Ten reasons why short is better
By STEPH TAHTINEN
Mt. Pleasant News
When my last column covering the worst things about being short printed, it was suggested to me that I write a follow-up on the best things about being short. So, I’ve spent the last few weeks developing a top 10 list. It wasn’t easy.
Maybe I’m a pessimist, or maybe it’s just human nature, but naming the negatives is so much easier than listing the positives. But, after much brainstorming and chatting with friends, I’ve come up with 10 reasons why being shorter is better
10. Guys are (usually) taller. Now, this one is not that big of a concern for me. But, my taller acquaintances have always complained about not being able to find a guy taller than them. That’s not a problem for me. I’d be hard pressed to find a guy shorter than I am.
9. Hiding. Playing hide and seek growing up, I could fit into cramped places better. Now, I can easily disappear in a crowd or hide behind clothes racks at the mall to avoid someone I don’t want to talk to. Not that I would ever do that, of course.
8. Looking younger. I’ve been told that being short makes someone look younger than they are. Although at this point in my life I’m not all that excited about this, in 10 or 20 years I’m sure I’ll be ecstatic. Then when I’m really old and wrinkly, my height will just make me look even older and more wizened, which will be really cool.
7. Seamstress skills. After years of shortening pants (among other sewing projects), I’ve developed decent seamstress skills that allow me to change or alter clothing as needed. There’s no need to spend extra money to hem my clothes. I just thread a needle and pop in a movie. This leads me to my next positive.
6. Hemming is possible. I’d rather buy pants that are too long, rather than ones that aren’t long enough. After all, material can always be taken away to make the clothes shorter. You can’t really make pants longer. Well, I guess you can, but it looks a little strange.
5. No ducking. Unlike some of my friends, I’ve never gotten a spider web caught in my hair or had a flag whip me in the face as I walked down a sidewalk. They all just pass over my head.
4. Leg room. When sitting in the back seat, I’ve usually got a good four inches between my knees and the front seat, even if the front seat is all the way back. Airplanes also leave me plenty of room, something, which I am led to understand, is not the case for everybody.
3. Longer life. Shorter people tend to live longer because, among other reasons, there’s less stress on the heart — it doesn’t need to work as hard to pump blood to the far reaches of the body. Of course, there are innumerable other factors that play a role in life, so I can’t rely on living a long life simply because I’m short.

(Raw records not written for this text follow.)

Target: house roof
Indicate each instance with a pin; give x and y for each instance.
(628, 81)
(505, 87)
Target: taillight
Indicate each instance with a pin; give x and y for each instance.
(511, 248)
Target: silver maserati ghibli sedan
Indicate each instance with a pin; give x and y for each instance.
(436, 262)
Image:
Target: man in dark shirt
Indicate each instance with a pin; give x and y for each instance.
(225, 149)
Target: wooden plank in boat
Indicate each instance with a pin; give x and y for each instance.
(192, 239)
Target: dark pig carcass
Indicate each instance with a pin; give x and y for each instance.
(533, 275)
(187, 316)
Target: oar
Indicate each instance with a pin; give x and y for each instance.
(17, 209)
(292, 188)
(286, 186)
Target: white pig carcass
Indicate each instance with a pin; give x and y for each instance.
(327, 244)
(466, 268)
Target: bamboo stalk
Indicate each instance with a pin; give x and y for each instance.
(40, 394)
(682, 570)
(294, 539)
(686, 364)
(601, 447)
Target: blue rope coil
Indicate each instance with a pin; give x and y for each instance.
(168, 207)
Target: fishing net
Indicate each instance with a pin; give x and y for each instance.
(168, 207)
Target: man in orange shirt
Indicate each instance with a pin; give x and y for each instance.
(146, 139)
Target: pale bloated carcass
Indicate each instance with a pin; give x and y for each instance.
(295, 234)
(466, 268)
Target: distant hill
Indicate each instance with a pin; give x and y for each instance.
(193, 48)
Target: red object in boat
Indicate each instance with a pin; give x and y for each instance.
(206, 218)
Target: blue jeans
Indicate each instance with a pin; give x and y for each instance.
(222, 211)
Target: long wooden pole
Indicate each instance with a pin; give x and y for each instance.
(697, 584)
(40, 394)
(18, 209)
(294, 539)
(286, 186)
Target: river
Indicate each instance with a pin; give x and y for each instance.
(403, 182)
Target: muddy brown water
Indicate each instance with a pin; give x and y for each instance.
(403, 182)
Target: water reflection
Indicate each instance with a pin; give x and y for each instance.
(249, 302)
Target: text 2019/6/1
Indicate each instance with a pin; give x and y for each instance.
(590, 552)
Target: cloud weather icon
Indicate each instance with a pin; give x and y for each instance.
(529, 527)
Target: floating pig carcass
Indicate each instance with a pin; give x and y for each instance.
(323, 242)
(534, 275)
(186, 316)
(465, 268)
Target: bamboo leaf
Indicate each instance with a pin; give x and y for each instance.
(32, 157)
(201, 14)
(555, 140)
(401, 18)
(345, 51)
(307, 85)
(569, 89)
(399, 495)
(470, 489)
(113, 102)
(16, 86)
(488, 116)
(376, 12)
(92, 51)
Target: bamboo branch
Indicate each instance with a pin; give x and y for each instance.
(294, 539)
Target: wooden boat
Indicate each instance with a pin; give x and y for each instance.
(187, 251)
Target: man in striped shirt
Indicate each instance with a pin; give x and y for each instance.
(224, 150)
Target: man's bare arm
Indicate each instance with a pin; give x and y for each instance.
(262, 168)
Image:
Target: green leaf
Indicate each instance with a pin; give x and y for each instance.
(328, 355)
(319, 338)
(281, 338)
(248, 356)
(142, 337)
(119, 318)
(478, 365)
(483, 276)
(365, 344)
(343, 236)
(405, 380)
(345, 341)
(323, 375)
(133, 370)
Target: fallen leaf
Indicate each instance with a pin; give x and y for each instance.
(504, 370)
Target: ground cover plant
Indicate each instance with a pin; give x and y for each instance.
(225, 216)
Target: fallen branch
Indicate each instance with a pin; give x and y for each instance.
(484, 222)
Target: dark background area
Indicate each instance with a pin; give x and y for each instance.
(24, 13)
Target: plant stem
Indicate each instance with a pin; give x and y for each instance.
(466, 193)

2. I don’t want to go on rollercoasters anyway. I don’t like carnival rides. They make me sick. Being short, I have the perfect excuse — sorry, I don’t quite reach the required line. I’ll just sit here and watch as you put your life in danger.
1. Spunk. Although there’s not really any scientific proof to back this up, from what I’ve seen, short people generally make up for their height with extra spunk. I think it’s because we have the same amount of awesome in us as taller people, only it’s more compacted, making it more potent.